Restent des témoignages “très précis” d’après le procureur. Il faut espérer qu’ils le soient plus que ceux ayant servi à saccager l’appartement de la grand-mère du jeune Patrice, cet étudiant en droit évoqué plus haut qui doit sa liberté au fait qu’il était en train de dialoguer sur MSN Messenger au moment des faits.

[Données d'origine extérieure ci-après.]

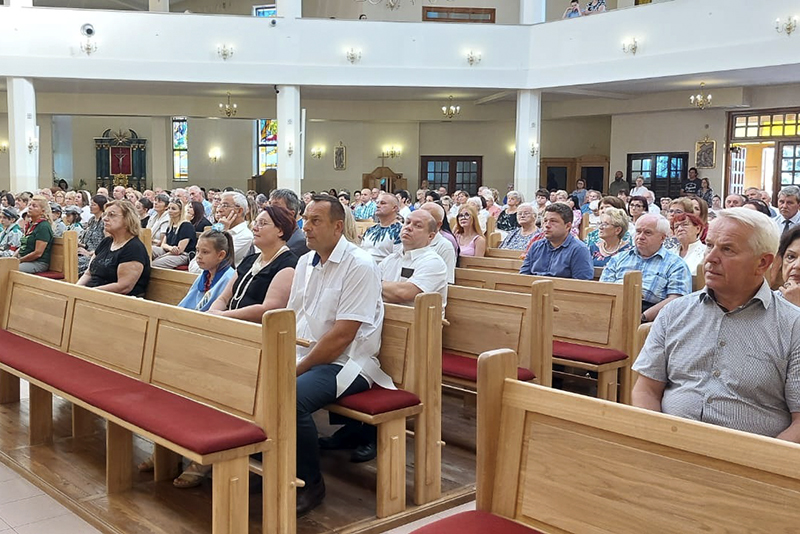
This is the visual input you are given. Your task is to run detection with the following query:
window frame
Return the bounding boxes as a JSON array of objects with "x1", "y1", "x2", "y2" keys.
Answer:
[
  {"x1": 172, "y1": 117, "x2": 188, "y2": 183},
  {"x1": 420, "y1": 155, "x2": 483, "y2": 196},
  {"x1": 421, "y1": 6, "x2": 496, "y2": 24}
]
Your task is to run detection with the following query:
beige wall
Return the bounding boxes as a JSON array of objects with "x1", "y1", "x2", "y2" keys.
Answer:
[{"x1": 542, "y1": 116, "x2": 611, "y2": 158}]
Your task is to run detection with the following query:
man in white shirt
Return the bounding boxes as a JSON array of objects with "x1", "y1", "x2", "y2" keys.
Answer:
[
  {"x1": 360, "y1": 192, "x2": 402, "y2": 264},
  {"x1": 394, "y1": 189, "x2": 413, "y2": 221},
  {"x1": 419, "y1": 201, "x2": 456, "y2": 283},
  {"x1": 187, "y1": 191, "x2": 253, "y2": 273},
  {"x1": 291, "y1": 194, "x2": 393, "y2": 516}
]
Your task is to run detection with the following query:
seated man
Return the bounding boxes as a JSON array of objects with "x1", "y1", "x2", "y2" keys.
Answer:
[
  {"x1": 290, "y1": 194, "x2": 394, "y2": 515},
  {"x1": 632, "y1": 208, "x2": 800, "y2": 443},
  {"x1": 188, "y1": 191, "x2": 253, "y2": 273},
  {"x1": 519, "y1": 203, "x2": 593, "y2": 280},
  {"x1": 600, "y1": 213, "x2": 692, "y2": 322},
  {"x1": 418, "y1": 201, "x2": 456, "y2": 283},
  {"x1": 269, "y1": 188, "x2": 310, "y2": 258},
  {"x1": 360, "y1": 192, "x2": 402, "y2": 264}
]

Il y a près de 42 ans, dans le contexte de la grève des ouvriers du bâtiment pour obtenir 2% d’augmentation, tombait un autre Jacques, Jacques Nestor, militant syndical et membre du GONG. Comme les 80 à 100 victimes des massacres de mai 1967, il n’a pas à ce jour obtenu justice. Jacques Bino, en tant que membre du LKP, en tant qu’héritier des luttes passées en pays Gwadloup, demandait justement à ce que soient poursuivis les responsables des massacres de mai 67 et à ce que réparation soit donnée aux victimes et à leurs ayant-droits. C’est à notre tour de demander à ce que les responsables les plus directs de la mort de Jaki soient poursuivis et condamnés. C’est à notre tour de veiller à ce que sa famille obtienne justice et protection.En France, le syndicat SNADGI-CGT centralise les dons pour venir en aide à Marie-Antoinette Datil, veuve de Jacques Bino, et à leur fils Cédric. Les chèques sont à adresser à l’ordre de SNADGI CGT SOLIDARITE en indiquant Solidarité Jacques Bino au dos et à envoyer à BS CGT – 263 rue de Paris – 93516 Montreuil Cedex.

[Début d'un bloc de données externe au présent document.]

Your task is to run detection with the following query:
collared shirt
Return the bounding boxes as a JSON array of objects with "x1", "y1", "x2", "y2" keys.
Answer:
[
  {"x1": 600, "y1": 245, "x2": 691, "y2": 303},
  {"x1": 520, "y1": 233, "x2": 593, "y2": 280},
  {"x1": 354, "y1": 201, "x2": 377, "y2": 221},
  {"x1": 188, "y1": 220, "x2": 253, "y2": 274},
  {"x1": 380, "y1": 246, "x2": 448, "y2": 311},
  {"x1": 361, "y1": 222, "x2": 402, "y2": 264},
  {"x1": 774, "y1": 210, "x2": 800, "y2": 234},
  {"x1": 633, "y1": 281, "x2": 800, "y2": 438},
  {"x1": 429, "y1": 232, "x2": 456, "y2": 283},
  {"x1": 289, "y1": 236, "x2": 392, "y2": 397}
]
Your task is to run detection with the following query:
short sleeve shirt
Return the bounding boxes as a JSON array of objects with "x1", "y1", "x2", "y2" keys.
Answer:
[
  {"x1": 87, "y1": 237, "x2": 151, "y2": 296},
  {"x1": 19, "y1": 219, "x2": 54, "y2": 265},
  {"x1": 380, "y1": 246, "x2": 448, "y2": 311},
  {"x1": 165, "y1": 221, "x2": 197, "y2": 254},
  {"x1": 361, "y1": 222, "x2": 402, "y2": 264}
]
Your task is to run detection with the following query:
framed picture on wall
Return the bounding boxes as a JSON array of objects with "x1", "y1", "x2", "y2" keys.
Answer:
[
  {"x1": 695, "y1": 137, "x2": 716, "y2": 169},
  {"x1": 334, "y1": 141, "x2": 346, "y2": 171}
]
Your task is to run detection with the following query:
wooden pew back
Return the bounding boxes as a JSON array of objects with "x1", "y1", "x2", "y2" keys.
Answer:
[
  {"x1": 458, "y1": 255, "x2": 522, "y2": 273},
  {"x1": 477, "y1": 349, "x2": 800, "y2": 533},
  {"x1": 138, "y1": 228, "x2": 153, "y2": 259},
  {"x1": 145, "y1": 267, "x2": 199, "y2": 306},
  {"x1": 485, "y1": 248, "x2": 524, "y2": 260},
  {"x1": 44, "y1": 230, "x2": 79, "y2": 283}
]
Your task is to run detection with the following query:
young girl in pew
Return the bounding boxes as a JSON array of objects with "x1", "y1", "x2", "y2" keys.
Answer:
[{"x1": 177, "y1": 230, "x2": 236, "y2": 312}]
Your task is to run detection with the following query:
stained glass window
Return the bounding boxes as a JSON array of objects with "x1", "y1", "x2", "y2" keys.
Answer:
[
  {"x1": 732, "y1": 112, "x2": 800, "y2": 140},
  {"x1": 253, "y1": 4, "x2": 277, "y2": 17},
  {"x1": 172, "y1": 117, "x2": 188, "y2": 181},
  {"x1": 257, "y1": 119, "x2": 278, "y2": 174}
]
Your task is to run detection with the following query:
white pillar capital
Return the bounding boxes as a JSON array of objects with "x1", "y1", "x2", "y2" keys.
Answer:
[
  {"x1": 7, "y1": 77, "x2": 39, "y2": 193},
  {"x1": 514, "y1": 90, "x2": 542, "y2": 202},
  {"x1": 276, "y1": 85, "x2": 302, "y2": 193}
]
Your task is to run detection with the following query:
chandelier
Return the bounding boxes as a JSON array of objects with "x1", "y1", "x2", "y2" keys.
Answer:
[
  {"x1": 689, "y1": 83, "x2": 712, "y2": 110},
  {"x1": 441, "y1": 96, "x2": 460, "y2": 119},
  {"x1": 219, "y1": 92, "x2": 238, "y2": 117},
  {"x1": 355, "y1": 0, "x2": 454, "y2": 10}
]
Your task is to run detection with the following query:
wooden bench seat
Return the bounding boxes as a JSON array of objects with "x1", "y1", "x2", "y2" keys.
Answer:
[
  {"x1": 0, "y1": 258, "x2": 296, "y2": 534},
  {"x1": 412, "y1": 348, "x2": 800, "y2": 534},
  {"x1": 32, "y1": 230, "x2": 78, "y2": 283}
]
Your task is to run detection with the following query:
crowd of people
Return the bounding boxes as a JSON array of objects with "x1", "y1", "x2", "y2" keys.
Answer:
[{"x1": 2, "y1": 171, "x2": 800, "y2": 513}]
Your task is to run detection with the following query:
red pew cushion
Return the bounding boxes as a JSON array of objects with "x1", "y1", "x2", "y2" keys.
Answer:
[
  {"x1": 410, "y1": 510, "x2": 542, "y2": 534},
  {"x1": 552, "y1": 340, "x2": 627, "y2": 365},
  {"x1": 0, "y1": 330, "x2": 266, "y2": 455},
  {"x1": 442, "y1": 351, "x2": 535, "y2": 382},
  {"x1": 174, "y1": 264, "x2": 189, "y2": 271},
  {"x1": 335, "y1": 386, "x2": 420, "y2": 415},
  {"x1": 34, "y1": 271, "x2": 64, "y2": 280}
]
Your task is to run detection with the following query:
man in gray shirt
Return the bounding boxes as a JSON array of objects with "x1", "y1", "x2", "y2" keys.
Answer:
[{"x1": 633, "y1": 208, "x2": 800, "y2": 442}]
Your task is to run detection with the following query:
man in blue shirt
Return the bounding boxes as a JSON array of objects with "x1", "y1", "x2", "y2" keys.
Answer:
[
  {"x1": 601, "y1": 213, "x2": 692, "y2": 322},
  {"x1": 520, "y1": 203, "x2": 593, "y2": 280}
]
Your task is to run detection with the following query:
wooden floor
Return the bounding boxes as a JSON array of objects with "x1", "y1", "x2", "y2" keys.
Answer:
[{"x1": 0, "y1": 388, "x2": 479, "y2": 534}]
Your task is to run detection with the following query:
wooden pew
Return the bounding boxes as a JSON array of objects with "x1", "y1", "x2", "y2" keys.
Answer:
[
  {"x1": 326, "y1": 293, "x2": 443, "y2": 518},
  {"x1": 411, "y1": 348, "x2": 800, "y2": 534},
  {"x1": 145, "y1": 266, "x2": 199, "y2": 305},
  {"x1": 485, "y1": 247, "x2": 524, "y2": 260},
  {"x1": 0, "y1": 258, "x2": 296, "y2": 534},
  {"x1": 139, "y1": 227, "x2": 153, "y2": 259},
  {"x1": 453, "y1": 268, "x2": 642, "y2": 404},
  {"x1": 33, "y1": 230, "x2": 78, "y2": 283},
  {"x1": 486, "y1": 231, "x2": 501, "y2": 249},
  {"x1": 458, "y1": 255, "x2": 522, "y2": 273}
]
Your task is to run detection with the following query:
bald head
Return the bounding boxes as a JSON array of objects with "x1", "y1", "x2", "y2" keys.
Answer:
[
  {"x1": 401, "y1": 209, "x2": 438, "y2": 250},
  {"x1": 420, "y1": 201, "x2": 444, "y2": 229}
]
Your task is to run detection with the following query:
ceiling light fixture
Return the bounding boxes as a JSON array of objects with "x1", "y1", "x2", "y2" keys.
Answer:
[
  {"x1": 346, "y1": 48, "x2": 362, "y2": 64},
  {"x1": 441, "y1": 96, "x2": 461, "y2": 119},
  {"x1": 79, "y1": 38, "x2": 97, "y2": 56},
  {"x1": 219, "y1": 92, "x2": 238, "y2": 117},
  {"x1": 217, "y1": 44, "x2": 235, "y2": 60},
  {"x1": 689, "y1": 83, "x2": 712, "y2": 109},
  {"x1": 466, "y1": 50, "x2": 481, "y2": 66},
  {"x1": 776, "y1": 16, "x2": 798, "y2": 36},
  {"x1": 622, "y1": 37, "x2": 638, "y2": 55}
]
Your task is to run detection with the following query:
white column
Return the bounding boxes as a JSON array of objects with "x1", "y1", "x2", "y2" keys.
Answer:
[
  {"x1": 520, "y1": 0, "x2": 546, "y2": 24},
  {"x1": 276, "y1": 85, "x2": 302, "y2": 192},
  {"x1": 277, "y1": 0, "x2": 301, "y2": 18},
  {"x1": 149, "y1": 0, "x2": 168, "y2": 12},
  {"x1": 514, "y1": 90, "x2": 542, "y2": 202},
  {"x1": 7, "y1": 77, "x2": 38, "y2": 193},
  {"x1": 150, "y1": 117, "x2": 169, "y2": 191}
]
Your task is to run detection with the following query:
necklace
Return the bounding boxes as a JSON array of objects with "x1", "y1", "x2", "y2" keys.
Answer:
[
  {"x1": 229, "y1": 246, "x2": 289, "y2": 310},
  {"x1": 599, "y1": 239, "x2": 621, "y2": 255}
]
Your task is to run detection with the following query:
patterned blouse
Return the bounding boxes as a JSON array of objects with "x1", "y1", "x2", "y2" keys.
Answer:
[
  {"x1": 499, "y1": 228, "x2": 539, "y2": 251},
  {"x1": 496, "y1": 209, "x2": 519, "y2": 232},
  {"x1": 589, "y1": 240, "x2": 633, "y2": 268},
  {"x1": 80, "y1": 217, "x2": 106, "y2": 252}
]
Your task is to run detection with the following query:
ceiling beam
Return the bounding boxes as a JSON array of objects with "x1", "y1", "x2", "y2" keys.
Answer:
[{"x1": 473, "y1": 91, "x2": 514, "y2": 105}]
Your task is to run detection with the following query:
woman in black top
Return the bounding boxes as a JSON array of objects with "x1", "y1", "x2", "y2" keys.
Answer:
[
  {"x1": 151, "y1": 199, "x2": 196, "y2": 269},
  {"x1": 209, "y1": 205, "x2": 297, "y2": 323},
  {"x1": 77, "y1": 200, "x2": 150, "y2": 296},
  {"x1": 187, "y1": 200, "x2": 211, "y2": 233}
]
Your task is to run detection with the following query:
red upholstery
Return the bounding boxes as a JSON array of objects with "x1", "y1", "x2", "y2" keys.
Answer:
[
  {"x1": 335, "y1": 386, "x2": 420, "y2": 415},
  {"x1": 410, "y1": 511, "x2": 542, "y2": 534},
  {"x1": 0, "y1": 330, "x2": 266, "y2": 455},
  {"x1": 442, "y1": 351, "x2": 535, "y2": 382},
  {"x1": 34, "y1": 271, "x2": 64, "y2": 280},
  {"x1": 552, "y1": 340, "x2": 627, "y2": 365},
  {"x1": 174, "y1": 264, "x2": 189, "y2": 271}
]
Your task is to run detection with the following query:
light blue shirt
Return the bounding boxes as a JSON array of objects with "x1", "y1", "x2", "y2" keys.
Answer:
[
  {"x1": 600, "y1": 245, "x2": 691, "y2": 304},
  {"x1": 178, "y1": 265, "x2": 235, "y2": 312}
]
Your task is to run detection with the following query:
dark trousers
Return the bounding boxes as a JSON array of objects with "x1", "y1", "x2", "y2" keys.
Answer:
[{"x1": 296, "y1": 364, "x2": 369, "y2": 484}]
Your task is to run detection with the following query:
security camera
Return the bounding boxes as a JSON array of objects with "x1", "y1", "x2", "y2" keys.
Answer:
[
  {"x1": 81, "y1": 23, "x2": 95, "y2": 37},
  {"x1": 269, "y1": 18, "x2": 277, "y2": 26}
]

A la Guadeloupe, contactez la CGTG – 4 Cité artisanale Bergevin – 97110 Pointe-à-Pitre – tél. : 0590 82 34 61.
mercredi 25 février 2009
Ansanm nou ka lité ! Ansanm nou ké gannyé !

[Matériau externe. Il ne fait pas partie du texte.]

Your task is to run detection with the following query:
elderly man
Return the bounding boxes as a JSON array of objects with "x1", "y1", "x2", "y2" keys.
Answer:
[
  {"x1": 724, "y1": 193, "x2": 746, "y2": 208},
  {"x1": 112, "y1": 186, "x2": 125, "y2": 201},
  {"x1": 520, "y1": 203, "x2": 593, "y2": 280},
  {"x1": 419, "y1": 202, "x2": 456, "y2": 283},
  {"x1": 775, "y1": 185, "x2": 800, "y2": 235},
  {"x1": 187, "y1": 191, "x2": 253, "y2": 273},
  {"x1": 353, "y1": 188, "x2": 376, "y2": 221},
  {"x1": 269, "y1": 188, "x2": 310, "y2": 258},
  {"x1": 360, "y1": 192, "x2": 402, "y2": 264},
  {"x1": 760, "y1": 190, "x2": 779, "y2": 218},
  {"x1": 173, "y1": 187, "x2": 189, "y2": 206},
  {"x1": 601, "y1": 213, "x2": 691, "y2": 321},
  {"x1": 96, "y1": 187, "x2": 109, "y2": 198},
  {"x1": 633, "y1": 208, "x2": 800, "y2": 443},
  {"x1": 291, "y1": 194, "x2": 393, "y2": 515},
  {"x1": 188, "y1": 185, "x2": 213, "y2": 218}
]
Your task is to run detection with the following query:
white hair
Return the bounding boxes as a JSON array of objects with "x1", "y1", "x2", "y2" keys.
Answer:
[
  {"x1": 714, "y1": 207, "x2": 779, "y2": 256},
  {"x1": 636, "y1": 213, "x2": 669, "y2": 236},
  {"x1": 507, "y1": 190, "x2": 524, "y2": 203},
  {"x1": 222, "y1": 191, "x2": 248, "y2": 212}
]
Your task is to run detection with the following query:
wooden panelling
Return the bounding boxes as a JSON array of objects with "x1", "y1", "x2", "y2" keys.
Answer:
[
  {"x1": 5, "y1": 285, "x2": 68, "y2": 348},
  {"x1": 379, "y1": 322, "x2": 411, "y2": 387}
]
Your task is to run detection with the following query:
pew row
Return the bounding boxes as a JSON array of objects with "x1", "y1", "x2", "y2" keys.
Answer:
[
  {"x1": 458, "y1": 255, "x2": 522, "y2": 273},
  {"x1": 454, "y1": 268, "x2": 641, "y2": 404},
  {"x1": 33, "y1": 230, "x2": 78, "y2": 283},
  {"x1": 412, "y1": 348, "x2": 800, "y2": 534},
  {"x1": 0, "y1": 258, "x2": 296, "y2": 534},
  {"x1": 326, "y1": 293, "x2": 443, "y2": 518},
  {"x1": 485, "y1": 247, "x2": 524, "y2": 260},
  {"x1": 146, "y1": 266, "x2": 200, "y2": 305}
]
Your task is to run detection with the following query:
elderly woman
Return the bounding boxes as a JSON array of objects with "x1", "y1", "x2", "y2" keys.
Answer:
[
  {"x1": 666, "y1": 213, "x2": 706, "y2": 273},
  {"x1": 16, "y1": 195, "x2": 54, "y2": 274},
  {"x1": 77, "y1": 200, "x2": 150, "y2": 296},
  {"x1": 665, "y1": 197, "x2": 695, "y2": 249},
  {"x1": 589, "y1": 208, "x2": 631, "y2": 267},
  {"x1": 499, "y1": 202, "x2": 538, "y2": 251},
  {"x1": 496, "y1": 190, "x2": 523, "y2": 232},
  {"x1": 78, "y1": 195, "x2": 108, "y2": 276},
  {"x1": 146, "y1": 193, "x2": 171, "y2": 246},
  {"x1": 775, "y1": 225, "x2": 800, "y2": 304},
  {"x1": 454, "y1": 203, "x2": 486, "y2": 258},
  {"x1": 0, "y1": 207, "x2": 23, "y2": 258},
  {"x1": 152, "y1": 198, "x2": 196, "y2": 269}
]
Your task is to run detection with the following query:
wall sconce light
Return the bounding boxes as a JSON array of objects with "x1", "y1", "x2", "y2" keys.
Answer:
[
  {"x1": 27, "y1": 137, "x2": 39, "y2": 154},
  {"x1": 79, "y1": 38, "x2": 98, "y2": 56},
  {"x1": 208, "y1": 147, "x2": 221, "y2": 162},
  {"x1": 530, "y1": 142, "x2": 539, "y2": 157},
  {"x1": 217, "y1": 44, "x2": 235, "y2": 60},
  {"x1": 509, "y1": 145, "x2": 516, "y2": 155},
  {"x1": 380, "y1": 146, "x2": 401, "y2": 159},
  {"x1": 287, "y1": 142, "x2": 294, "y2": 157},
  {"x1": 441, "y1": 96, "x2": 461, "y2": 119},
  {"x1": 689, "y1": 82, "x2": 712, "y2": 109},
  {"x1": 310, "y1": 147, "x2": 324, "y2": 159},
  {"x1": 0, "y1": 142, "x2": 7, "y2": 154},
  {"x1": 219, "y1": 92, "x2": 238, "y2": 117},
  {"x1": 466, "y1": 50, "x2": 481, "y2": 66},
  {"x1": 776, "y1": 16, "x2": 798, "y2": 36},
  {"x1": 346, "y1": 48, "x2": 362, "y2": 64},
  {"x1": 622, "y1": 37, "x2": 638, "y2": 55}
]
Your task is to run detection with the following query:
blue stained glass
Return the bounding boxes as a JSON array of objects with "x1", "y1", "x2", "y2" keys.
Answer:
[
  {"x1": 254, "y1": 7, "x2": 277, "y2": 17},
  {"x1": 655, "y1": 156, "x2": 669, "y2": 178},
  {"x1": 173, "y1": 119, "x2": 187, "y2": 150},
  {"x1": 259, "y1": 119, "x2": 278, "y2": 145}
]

Alex Lollia, 49 ans, professeur de philosophie appartenant à la mouvance trotskyste (GRS, IVème Internationale), est secrétaire général de la Centrale des Travailleurs Unis (CTU), un syndicat très actif au sein du LKP (lire ici son long entretien avec Frédéric Gircour, rédacteur de l’excellent blog chien créole). Il a été violemment tabassé par des gendarmes au Gosier, le lundi 16 février en soirée. Il raconte.AU PEUPLE MOBILISÉ !
Chers Camarades, du Centre Hospitalier de Pointe-à-Pitre, je vous adresse ces paroles pour vous rassurer sur mon état de santé. Je suis obligé de rester à l’hôpital puisque je souffre de lésions cervicales et de complications cardiaques consécutives à la violence des coups qui m’ont été portés par les forces de police. Ma date de sortie n’a pas encore été indiquée mais même si mon corps est atteint, mon esprit reste parfaitement intact et je pense que cette épreuve a encore augmenté ma lucidité et ma détermination.
J’étais comme beaucoup d’autres camarades en lutte sur le terrain et notre démarche était pacifique : c’est celle qui a été définie par le L.K.P.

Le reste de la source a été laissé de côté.